あなたは、夜間、ヘッドライトをハイビーム(上向き)にしているだろうか? 少々古い数字だが、2007年に茨城県警が「ヘッドライトの点灯方法」を調査したところ、約86%が「ライトはロービーム(下向き)で走行」と回答したという。

道路運送車両法では、ハイビームを「走行用前照灯」、ロービームを「すれ違い用前照灯」と呼び、対向車がいない場合にはハイビームを使用すると定めている。

しかし、ハイビームとロービームの切り替えが面倒で、ついロービームのまま走っているというドライバーも少なくないだろう。実は、この行為はとても危険。茨城県警は今年1月、「県内で、夜間、歩行者が車にはねられる死亡事故29件について、半数の事故はライトを上向きにしていれば防げた可能性がある」という調査結果を発表している。

それでは、ハイビームはロービームと比較して、どの程度の危険回避ができるのだろうか。

JAFが今年10月に発表した「ロービームの限界を知るテスト」では、運転歴20年以上の30~50代の男女5名のモニターに時速80kmと時速100kmでテストコースを走行してもらい、任意に置かれた障害物までの停止位置を測定し、ハイビームとロービームの視認性の違いを検証している。

結果は、時速80kmでの走行時、ハイビームでは障害物から最短でも44m手前、最長では111m手前で停止。

ロービームでは、どのモニターも停止位置が大幅に障害物に近づき、2人に至っては、障害物のわずか1m手前で停止。時速100kmではロービームでは、5人中4人が障害物の前では停止できなかった。
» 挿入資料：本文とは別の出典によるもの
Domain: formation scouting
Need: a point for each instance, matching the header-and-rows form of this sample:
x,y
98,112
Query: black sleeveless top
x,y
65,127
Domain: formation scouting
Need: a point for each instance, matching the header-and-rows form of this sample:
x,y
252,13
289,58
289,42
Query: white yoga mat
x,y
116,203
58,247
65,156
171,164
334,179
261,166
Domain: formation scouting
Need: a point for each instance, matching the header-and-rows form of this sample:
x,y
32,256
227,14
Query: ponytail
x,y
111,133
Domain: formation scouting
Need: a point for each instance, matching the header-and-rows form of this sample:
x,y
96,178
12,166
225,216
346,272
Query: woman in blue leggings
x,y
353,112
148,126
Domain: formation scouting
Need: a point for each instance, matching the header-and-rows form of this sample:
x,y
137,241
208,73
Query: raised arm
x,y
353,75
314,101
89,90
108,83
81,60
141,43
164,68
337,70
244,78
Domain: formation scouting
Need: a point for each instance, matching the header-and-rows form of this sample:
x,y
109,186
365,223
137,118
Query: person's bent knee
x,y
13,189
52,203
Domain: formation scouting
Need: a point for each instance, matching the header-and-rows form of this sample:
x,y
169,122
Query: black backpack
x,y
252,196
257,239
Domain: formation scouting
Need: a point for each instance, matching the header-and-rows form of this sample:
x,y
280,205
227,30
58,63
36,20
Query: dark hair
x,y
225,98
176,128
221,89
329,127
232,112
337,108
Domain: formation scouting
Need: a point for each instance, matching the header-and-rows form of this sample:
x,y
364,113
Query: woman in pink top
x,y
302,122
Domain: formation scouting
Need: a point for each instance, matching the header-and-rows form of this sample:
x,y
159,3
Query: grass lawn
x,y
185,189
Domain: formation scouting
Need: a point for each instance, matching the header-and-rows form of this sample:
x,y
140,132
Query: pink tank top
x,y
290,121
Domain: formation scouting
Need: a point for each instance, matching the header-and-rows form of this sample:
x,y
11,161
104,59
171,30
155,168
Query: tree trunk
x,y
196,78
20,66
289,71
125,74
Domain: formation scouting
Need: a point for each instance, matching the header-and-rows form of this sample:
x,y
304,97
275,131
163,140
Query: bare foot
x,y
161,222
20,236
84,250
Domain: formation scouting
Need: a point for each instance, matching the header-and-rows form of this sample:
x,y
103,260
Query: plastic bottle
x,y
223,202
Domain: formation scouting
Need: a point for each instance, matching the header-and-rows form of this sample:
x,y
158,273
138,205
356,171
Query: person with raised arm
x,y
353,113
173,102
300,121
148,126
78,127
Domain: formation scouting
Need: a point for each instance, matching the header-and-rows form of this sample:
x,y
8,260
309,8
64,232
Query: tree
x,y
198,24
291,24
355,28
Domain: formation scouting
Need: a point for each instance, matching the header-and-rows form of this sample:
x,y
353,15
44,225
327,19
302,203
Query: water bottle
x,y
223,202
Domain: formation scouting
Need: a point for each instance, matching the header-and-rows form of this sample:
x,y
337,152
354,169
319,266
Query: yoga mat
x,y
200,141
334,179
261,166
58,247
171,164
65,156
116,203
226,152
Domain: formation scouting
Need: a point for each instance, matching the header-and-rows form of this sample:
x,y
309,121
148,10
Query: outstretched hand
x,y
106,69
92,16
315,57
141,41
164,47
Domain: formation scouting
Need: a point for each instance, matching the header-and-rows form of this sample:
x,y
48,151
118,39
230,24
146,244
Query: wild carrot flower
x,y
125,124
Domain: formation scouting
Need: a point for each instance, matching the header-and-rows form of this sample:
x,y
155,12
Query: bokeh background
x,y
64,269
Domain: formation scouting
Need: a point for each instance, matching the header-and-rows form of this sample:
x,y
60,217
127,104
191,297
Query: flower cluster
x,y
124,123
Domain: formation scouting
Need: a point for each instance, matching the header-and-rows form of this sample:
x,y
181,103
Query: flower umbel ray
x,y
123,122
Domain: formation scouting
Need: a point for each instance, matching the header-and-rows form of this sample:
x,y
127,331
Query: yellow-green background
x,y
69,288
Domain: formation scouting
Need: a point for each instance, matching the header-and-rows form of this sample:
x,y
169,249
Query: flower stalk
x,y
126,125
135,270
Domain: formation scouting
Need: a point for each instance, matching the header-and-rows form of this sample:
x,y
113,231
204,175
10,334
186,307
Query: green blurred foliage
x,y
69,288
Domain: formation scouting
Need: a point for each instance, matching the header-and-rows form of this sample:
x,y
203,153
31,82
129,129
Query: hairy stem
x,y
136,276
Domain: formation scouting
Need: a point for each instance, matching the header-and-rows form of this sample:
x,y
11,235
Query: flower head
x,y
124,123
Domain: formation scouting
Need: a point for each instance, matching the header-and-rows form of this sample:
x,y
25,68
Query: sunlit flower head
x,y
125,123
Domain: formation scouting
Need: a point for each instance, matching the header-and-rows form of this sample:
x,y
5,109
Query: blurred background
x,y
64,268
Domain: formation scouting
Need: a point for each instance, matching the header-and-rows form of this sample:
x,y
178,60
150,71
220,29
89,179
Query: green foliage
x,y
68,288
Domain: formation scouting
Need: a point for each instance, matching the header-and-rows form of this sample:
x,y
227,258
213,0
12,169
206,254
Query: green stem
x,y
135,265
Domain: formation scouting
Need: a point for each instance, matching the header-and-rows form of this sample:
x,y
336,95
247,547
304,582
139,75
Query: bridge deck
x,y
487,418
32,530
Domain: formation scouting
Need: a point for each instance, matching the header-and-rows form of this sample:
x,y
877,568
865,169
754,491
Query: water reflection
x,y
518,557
JAFではこの結果を踏まえ、対向車や先行車、歩行者がない場合には、ライトを積極的にハイビームにして走行するとともに、ハイビーム・ロービームに限らず、照射範囲内で止まれる速度を心がけるよう呼びかけている。

「夜間のヘッドライトの基本はハイビーム」。事故軽減のためにも、是非、覚えておいて欲しい。

茨城県警では、照射距離の短い右側の横断者の存在に特に注意すること、歩行者、自転車は反射材を装着することを啓蒙している

茨城県警では、照射距離の短い右側の横断者の存在に特に注意すること、歩行者、自転車は反射材を装着することを啓蒙している

JAFの実験の様子が動画で公開されている。ロービームでは視認性が低く視界が限られてしまうことがよくわかる(JAF)

JAFの実験の様子が動画で公開されている。ロービームでは視認性が低く視界が限られてしまうことがよくわかる(JAF)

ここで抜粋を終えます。